For all the banal, paint-by-numbers Hip-Hop albums out there today, there is a steady undercurrent of alternatives. Artists such as Lyrics Born and Apathy continue to operate outside the major label system, affording them a creativity to pursue the art form in its purest form. The result is often stellar and stark work in the field.
There is also an altogether different genre of Hip-Hip: Nerdcore. It is performed mainly by those seen as not only outsiders, but near-polar opposites of the prototypical Hip-Hop artist. Many of the subjects range from video games and comics to simply being alienated by either those in everyday life or in the Hip-Hop genre itself. Like any other genre, the work can range from derivative to stellar, but all of it is certainly inimitable in form.
Random (aka MegaRan) has a foot stepped in each facet of Hip-Hop. Starting with 2006’s The Call, Random then decided to make an album about Capcom’s de-facto mascot Mega Man. The album, a critical and financial success, earned the attention of not only Capcom (who has licensed the music of Mega Man for his exclusive use) but to Hip-Hop and Nerdcore fans everywhere.

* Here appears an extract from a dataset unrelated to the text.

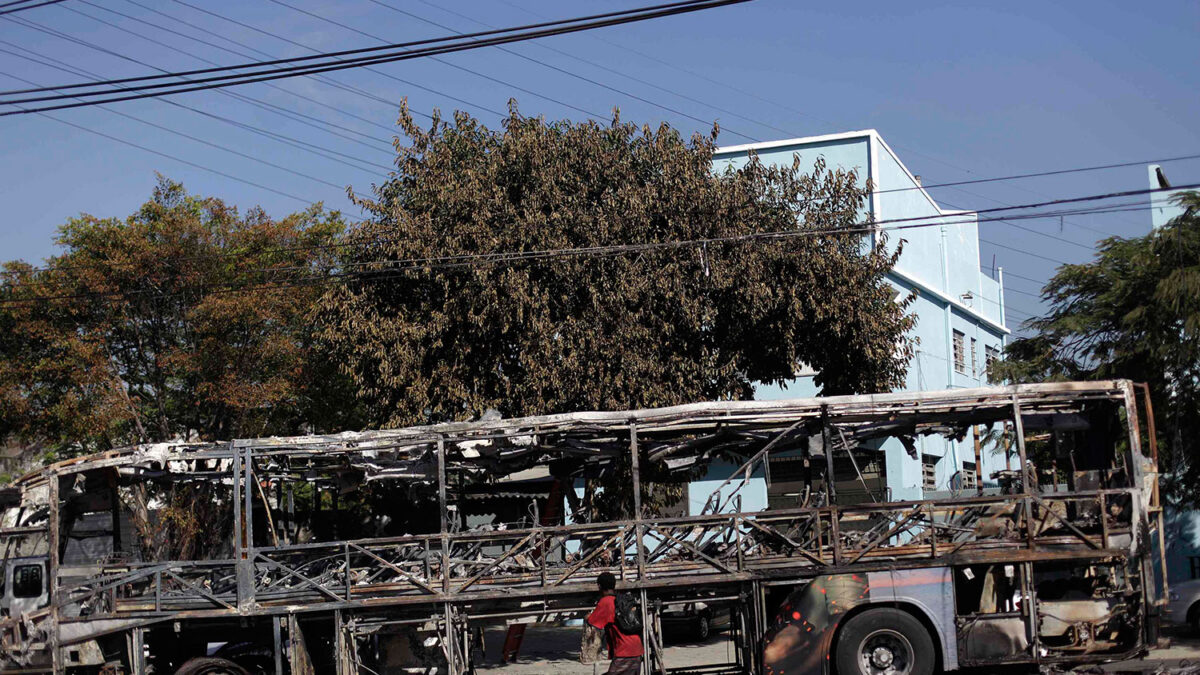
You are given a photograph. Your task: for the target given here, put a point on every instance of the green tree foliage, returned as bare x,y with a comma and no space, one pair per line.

Random recently made a surprising switch, dedicating his musical attention to Square Enix while enlisting other collaborators such as Lost Perception, Storyville, and The ThoughtCriminals, among others. The result is Black Materia: Final Fantasy VII, an album that could turn Nerdcore on its ear and gain the attention of the mainstream Hip-Hop fans if there is any justice in this world.

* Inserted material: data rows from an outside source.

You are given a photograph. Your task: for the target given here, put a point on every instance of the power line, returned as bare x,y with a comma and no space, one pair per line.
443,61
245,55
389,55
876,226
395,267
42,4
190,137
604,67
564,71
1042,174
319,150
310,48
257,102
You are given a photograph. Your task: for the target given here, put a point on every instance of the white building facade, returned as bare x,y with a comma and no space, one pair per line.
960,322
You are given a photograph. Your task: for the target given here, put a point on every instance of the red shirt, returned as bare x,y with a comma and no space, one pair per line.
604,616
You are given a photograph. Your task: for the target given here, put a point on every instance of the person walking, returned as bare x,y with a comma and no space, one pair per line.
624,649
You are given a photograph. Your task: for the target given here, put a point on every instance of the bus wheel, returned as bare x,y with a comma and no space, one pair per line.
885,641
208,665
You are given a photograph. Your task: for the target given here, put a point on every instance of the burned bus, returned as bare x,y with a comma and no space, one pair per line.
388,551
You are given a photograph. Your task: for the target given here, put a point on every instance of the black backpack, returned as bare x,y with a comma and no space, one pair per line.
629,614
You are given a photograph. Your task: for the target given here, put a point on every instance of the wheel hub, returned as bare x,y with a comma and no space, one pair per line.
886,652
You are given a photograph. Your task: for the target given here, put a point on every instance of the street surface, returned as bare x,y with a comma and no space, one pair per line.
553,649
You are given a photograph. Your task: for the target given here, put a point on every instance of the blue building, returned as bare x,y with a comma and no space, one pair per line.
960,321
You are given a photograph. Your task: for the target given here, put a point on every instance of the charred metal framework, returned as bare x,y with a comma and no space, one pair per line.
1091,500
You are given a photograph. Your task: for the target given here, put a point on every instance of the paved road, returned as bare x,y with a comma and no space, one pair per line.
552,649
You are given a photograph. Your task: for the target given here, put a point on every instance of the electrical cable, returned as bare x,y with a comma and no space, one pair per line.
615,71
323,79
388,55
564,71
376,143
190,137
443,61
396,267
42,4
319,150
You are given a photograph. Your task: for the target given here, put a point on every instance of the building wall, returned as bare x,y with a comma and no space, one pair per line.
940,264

As indicated by the title, a word of warning should be heeded here. It really helps to be a fan—or have at least played to completion—the game Final Fantasy VII to completely understand the storyline references. The entire album is about the game and its characters, often in great detail. To have a greater appreciation for the record, that understanding is very helpful.
However, a huge point that Random and company have going for them is the record is not impenetrable without that knowledge. Far from it, as a matter of fact. Random, Storyville, and others tell the story without having to know it with both great detail and simplicity. In songs such as “Tifa,” “Aerith,” and “Cloud Strife”—songs named for their subjects—each backstory and motivation is given all in excellent examples of storytelling in Rap. Their deftness in conveying the overall tale is amazing here—a perfect example of how accessible Nerdcore can be.